I’m truly not a child of the ocean,
as Antonio Machado wrote about himself,
but a child of air, mint and cello
and not all the ways of the high world
cross paths with the life that—so far—
belongs to me.
(Adam Zagajewski (translated by Clare Cavanagh) [source])
…and (italicized sentences):
I have a limited stock of furniture which constitutes the materiel of my pictures. My pictorial vocabulary is limited to one tree, one house, one flower, one sky, one face; with these I render the infinite variety of trees, houses, flowers, skies and faces which exist in nature. You see, I know nothing about drawing. I couldn’t even copy a drawing until the year 1926 or ’27. Then, by accident one day, I discovered that I was able to make a likeness of George Grosz, whose self-portrait I had found on the cover of one of his albums. From that day I took pleasure in using pencil and brush. On good days I can draw with a cleaver. I don’t go in for likenesses any more; I am satisfied with reality. Everyone has their own reality in which, if one is not too cautious, timid, or frightened, one swims. This is the only reality there is. If you can get it down on paper, in words, notes, or color, so much the better. The great artists don’t even bother to put it down on paper: they live with it silently, they become it.
(Henry Miller [source])
Not from whiskey river:
And when the day arrives for the final voyage
and the ship of no return is set to sail,
you’ll find me aboard, traveling light,
almost naked, like the children of the sea.

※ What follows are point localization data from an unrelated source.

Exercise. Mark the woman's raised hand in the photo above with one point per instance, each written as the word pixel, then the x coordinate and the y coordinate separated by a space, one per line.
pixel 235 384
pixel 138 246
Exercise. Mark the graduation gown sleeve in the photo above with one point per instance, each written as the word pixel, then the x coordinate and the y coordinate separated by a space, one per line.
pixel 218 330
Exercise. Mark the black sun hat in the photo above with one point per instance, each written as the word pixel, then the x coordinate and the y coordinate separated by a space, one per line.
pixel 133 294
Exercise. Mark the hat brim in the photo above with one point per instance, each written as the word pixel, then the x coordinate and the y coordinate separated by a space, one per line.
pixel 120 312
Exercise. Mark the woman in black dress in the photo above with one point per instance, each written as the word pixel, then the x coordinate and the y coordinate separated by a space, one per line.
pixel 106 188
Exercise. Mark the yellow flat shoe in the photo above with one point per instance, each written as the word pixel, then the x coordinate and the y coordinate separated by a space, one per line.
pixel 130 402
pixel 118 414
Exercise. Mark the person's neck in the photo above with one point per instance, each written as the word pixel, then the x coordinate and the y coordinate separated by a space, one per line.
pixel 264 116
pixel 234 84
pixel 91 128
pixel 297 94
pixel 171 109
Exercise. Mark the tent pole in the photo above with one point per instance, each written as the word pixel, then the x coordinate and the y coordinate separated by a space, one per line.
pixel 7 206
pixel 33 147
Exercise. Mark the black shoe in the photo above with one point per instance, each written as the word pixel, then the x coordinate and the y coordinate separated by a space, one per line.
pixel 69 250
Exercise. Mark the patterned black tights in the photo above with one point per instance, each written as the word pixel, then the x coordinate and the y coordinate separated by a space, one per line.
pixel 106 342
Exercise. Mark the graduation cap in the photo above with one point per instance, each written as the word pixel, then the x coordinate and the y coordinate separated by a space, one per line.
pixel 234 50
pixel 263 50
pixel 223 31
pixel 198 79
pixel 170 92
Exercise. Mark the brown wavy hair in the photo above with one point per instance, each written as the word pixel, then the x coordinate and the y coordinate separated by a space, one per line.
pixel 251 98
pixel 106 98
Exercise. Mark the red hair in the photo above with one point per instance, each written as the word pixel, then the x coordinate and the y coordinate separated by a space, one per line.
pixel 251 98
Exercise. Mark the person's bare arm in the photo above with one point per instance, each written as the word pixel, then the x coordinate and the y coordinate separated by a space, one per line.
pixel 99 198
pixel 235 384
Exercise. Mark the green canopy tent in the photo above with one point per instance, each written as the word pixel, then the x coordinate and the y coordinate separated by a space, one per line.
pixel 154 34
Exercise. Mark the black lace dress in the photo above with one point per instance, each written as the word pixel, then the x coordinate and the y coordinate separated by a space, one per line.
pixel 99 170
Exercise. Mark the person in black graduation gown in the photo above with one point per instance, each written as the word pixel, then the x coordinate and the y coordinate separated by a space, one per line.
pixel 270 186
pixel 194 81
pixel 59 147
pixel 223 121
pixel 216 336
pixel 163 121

(Antonio Machado (translated by Mary G. Berg) [source])
…and:
Dreamy Child. I think [the Happy Prince] looks like an angel.
Teacher. What Nonsense! How do you know what an angel looks like when you’ve never seen one.
Dreamy Child. I do know! I do! I’ve seen an angel in my dreams.
Teacher. You children should be far too tired to be dreaming — I can see I shall have to work you even harder. Come along now, back to school.
(David Perkins (per Oscar Wilde) [source] [see also here])
…and:
Everyone is born creative; everyone is given a box of crayons in kindergarten. Then when you hit puberty they take the crayons away and replace them with dry, uninspiring books on algebra, history, etc. Being suddenly hit years later with the “creative bug” is just a wee voice telling you, “I’d like my crayons back, please.”
(Hugh MacLeod [source])
…and:
I saw nothing but two small projecting ears lit by the morning sun. Beneath them, a small neat face looked shyly up at me. The ears moved at every sound, drank in a gull’s cry and the far horn of a ship. They crinkled, I began to realize, only with curiosity; they had not learned to fear. The creature was very young. He was alone in a dread universe. I crept on my knees […] and crouched beside him. It was a small fox pup from a den under the timbers who looked up at me. God knows what had become of his brothers and sisters. His parents must not have been home from hunting.
He innocently selected what I think was a chicken bone from an untidy pile of splintered rubbish and shook it at me invitingly… the universe was swinging in some fantastic fashion around to present its face and the face was so small that the universe itself was laughing.
It was not a time for human dignity. It was a time only for the careful observance of amenities written behind the stars. Gravely I arranged my forepaws while the puppy whimpered with ill-concealed excitement. I drew the breath of a fox’s den into my nostrils. On impulse, I picked up clumsily a whiter bone and shook it in teeth that had not entirely forgotten their original purpose. Round and round we tumbled for one ecstatic moment…
For just a moment I had held the universe at bay by the simple expedient of sitting on my haunches before a fox den and tumbling about with a chicken bone. It is the gravest, most meaningful act I shall ever accomplish, but, as Thoreau once remarked of some peculiar errand of his own, there is no use reporting it to the Royal Society.